N° TA45-2405265(TA45-2405265)
Le Tribunal Administratif d'Orléans a rejeté la requête de Mme B, ressortissante algérienne, qui contestait l'arrêté du préfet de Loir-et-Cher du 13 novembre 2024 renouvelant son assignation à résidence et fixant les modalités de contrôle. La requérante invoquait notamment un défaut de motivation, une irrégularité de notification, un défaut d'examen de sa situation, une erreur manifeste d'appréciation et une violation de l'article 8 de la Convention européenne des droits de l'homme. Le tribunal a jugé que les moyens soulevés n'étaient pas fondés, en application des articles L. 731-1 et L. 732-3 du code de l'entrée et du séjour des étrangers et du droit d'asile, confirmant ainsi la légalité de la décision préfectorale.
N° TA45-2404669(TA45-2404669)
Le Tribunal administratif d'Orléans, statuant en référé sur le fondement de l'article L. 521-3 du code de justice administrative, a ordonné l'expulsion d'un étudiant occupant sans titre un logement d'une résidence universitaire gérée par le Crous d'Orléans-Tours. Le juge a considéré que la mesure était urgente et utile pour assurer la continuité du service public, l'occupant n'ayant pas contesté la décision de non-renouvellement de son droit d'occupation ni donné suite à la mise en demeure de quitter les lieux. L'ordonnance enjoint à l'étudiant de libérer le logement sous quinze jours et autorise, à défaut, le recours à la force publique pour procéder à l'expulsion.

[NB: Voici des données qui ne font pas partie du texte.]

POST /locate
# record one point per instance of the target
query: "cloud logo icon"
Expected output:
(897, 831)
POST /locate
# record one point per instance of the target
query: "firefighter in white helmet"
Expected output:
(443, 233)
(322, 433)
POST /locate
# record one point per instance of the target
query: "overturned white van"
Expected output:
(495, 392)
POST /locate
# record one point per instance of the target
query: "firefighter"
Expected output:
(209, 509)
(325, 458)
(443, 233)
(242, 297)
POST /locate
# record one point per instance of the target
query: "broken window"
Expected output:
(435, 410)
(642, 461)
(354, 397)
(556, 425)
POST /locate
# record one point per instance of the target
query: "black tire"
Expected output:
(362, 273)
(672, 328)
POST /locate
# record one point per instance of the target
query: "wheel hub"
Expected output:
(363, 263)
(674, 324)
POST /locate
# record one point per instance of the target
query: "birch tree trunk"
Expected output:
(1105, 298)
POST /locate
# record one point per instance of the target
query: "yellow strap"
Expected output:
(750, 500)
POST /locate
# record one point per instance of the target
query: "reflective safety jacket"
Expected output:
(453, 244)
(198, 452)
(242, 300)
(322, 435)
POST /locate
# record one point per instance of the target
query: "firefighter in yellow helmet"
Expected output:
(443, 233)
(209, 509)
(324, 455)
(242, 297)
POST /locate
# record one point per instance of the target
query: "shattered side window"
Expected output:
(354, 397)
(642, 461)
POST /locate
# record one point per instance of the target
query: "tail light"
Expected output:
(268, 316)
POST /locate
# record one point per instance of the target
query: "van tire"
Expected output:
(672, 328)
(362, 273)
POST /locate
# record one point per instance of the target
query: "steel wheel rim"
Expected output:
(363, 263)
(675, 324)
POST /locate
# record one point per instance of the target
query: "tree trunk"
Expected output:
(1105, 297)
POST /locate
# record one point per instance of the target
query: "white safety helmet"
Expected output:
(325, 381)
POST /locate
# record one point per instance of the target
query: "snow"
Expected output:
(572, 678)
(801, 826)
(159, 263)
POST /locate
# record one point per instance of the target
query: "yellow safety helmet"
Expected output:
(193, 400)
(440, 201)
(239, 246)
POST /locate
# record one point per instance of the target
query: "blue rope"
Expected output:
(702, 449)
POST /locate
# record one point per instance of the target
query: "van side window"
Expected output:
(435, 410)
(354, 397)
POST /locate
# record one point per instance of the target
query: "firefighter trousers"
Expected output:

N° TA45-2405450(TA45-2405450)
Le tribunal administratif d'Orléans, statuant en tant que juge des référés, a été saisi par M. B d'une requête en excès de pouvoir contre un arrêté du préfet de Maine-et-Loire l'obligeant à quitter le territoire français. Constatant que l'intéressé réside à Angers (Maine-et-Loire), le tribunal a estimé qu'en application des articles R. 312-8 et R. 221-3 du code de justice administrative, le litige relevait de la compétence territoriale du tribunal administratif de Nantes. Par une ordonnance du 27 décembre 2024, il a donc transmis le dossier à cette juridiction, sans se prononcer sur le fond.
N° TA45-2404668(TA45-2404668)
Le Tribunal administratif d'Orléans, statuant en référé sur le fondement de l'article L. 521-3 du code de justice administrative, a ordonné l'expulsion de Mme A du logement universitaire qu'elle occupe sans titre depuis le 1er septembre 2024. Le juge a retenu que le maintien de l'occupante, malgré une décision de non-renouvellement et une mise en demeure, fait obstacle à la mission de service public de logement étudiant confiée au Crous par le code de l'éducation. La condition d'urgence a été caractérisée par l'atteinte à la continuité du service public, et la mesure d'expulsion a été jugée utile pour permettre l'attribution du logement à un autre étudiant. La solution s'appuie sur les dispositions du code de l'éducation et du code de justice administrative.